AF_XDP is often used for L2/L3 forwarding, UDP, custom transports, so I
was afraid some existing solutions might be relying on CQ entries implying
successful Tx.
Generally this issue is highly unlikely yet a thing we need to address so
let's follow your approach, but for that we need to update documentation
and align ZC side so that we would not have to deviate test cases.
>
> CQ works somehow as a notification that tells user space whether the
> kernel receives the data from the app and handles them. Without
> putting them in the CQ, the only thing for userspace to do is simply
> wait.
I don't follow the last part of the sentence but let's disregard it.
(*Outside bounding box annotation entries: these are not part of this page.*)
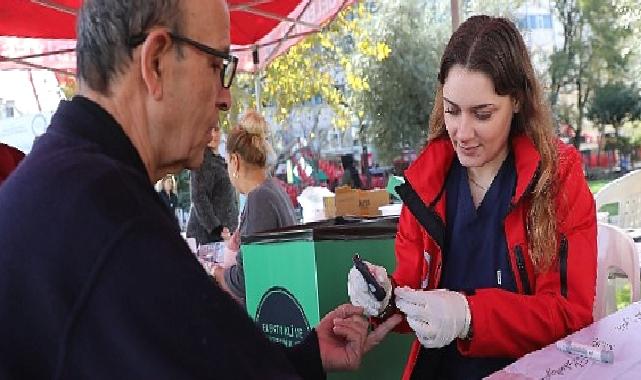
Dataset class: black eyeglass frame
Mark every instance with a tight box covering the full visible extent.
[128,32,238,88]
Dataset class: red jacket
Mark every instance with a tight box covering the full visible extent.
[392,136,597,379]
[0,143,24,184]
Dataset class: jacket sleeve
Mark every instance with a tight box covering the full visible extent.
[384,206,425,332]
[191,159,220,234]
[458,145,597,358]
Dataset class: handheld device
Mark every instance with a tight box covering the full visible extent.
[352,253,385,302]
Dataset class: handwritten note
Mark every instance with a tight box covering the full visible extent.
[488,302,641,380]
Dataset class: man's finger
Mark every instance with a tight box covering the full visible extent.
[396,299,425,319]
[334,303,363,318]
[332,321,367,353]
[363,314,403,352]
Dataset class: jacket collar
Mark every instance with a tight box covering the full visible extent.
[405,134,541,205]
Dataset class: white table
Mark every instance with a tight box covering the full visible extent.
[488,301,641,380]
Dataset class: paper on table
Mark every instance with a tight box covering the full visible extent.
[487,302,641,380]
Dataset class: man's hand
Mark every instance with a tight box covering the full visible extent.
[220,227,231,241]
[316,304,402,371]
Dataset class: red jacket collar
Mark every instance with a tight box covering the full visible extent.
[405,135,541,205]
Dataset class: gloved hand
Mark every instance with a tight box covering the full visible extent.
[394,287,472,348]
[347,261,392,317]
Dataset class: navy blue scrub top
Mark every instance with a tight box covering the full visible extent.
[412,152,516,379]
[439,153,516,292]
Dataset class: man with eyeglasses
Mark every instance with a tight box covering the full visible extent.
[0,0,398,379]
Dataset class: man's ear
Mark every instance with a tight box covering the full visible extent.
[140,30,172,100]
[512,98,521,114]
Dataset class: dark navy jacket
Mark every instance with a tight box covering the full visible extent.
[0,97,324,380]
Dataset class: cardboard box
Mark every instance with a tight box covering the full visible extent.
[330,187,389,218]
[323,196,336,219]
[358,189,389,216]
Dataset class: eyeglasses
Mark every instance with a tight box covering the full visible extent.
[128,32,238,88]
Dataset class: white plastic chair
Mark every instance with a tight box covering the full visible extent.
[593,223,641,321]
[594,170,641,228]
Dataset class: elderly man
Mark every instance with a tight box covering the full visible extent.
[0,0,397,379]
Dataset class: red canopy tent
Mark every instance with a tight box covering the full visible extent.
[0,0,353,72]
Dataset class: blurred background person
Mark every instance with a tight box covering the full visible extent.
[340,154,363,189]
[187,126,238,245]
[213,111,296,303]
[158,174,178,217]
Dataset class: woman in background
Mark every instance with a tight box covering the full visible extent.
[213,111,296,303]
[158,174,178,217]
[187,126,238,245]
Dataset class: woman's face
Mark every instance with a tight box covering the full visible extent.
[443,65,517,167]
[162,179,174,193]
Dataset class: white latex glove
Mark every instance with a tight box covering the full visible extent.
[394,287,472,348]
[347,261,392,317]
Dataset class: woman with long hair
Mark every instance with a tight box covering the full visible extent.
[348,16,597,379]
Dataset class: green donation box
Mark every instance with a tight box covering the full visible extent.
[242,217,413,380]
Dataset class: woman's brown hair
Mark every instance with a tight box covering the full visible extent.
[227,110,273,168]
[428,16,557,271]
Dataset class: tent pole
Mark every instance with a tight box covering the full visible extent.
[252,46,261,113]
[29,69,42,113]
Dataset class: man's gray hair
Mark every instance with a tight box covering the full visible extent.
[76,0,182,95]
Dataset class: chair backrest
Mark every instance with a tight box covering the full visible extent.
[594,170,641,228]
[593,223,641,321]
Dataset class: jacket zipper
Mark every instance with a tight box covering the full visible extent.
[559,235,568,298]
[514,245,532,295]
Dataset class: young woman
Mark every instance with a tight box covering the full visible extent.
[348,16,597,379]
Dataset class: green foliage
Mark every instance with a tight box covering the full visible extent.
[549,0,632,146]
[224,3,390,134]
[587,82,641,130]
[353,0,450,162]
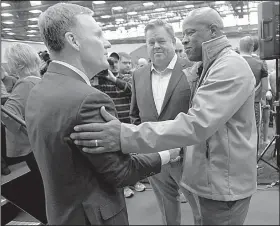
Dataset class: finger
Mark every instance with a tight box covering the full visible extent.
[74,140,103,148]
[82,147,106,154]
[100,106,117,122]
[74,123,104,132]
[70,132,102,140]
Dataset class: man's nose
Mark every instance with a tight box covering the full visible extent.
[182,35,190,45]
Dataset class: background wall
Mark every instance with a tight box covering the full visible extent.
[1,35,275,71]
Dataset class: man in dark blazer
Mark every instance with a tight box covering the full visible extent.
[130,20,191,225]
[25,3,177,225]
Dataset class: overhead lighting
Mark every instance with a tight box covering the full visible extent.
[140,15,149,20]
[28,18,38,21]
[185,5,194,9]
[1,13,13,17]
[127,11,137,15]
[116,18,124,22]
[30,1,42,6]
[112,6,123,10]
[27,30,37,33]
[143,2,154,6]
[215,1,226,5]
[101,15,111,19]
[92,1,105,5]
[3,21,14,24]
[155,8,165,12]
[29,9,42,13]
[28,24,38,27]
[1,2,11,7]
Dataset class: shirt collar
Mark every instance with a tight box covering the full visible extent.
[240,53,253,57]
[52,60,91,86]
[151,53,178,72]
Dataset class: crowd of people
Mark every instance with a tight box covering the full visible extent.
[1,3,276,225]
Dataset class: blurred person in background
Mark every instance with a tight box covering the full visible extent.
[25,3,178,225]
[1,43,47,223]
[1,66,17,93]
[39,50,52,76]
[175,37,194,68]
[91,52,146,198]
[71,7,257,225]
[137,58,148,68]
[239,36,269,148]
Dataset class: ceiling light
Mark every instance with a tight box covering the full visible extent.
[143,2,154,6]
[1,2,11,7]
[28,24,38,27]
[92,1,105,5]
[28,18,38,21]
[155,8,165,12]
[185,5,194,9]
[29,9,42,13]
[116,18,124,22]
[1,13,13,16]
[3,21,14,24]
[30,1,42,6]
[127,11,137,15]
[112,6,123,10]
[101,15,111,19]
[27,30,37,33]
[215,1,226,5]
[140,15,149,20]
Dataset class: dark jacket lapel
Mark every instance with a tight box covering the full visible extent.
[160,58,184,117]
[44,62,86,83]
[143,64,158,118]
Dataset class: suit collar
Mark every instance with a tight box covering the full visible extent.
[159,58,184,116]
[44,62,87,84]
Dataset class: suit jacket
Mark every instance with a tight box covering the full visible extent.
[1,76,41,157]
[26,63,161,225]
[130,57,191,125]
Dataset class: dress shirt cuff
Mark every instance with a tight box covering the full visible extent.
[159,151,170,166]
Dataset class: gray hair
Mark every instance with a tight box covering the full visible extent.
[145,19,176,43]
[239,36,254,53]
[5,43,41,78]
[38,3,93,52]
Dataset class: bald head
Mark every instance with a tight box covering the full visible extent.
[183,7,224,30]
[182,7,224,62]
[137,58,148,67]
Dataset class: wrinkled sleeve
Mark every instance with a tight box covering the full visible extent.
[121,57,255,153]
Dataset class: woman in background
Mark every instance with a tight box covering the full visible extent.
[1,43,47,223]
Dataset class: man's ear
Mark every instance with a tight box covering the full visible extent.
[65,32,80,50]
[210,24,218,38]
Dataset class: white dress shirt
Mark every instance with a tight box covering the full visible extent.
[151,54,177,165]
[52,60,91,86]
[151,54,177,114]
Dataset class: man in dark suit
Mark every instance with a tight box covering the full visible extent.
[130,20,191,225]
[25,3,179,225]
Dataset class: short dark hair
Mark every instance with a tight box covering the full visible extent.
[118,52,131,60]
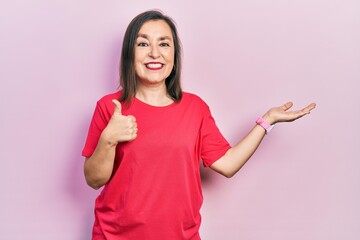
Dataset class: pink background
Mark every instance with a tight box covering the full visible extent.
[0,0,360,240]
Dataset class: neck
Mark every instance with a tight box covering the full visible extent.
[135,84,173,106]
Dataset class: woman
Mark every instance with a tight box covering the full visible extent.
[83,11,315,240]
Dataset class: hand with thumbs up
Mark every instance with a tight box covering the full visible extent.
[101,99,138,146]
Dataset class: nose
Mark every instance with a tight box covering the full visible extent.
[149,45,160,58]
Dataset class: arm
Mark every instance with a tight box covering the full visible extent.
[84,100,137,189]
[210,102,315,178]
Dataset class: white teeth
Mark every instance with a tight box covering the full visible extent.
[146,63,162,68]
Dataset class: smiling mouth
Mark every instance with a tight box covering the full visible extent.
[145,63,164,70]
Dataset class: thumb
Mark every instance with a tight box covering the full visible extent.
[112,99,122,115]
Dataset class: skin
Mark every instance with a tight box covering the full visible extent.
[84,20,316,189]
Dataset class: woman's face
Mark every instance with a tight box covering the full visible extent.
[135,20,175,86]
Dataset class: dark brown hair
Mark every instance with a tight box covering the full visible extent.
[119,10,182,103]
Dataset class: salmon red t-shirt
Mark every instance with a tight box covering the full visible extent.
[82,91,230,240]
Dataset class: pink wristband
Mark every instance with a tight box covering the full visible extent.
[256,117,274,134]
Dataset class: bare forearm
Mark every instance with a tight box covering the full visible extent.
[84,138,116,189]
[211,125,265,177]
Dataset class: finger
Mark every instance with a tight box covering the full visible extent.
[300,103,316,114]
[112,99,122,115]
[281,102,293,111]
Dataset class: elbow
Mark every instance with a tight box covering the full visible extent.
[217,169,237,178]
[221,172,236,178]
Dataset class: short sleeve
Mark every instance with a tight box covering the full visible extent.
[200,105,231,167]
[82,100,111,157]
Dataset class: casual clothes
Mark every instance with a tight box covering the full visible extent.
[82,91,230,240]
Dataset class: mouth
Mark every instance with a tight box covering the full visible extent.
[145,62,164,70]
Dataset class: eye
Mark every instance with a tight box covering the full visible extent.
[137,42,149,47]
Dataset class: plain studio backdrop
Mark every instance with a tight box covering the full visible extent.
[0,0,360,240]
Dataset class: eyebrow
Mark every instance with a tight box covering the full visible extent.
[137,33,172,41]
Userspace gets errno/retcode in generic xmit so it is aware of underlying
issues and then it's app job to act upon it.
>
> With that said, IMHO, I cannot figure out why we need a separate queue
> or something like that. Of course, a new notification that handles all
> the possible/potential exceptions and contributes to the performance
> of the upper layer is worth a try :) The latter is crucial.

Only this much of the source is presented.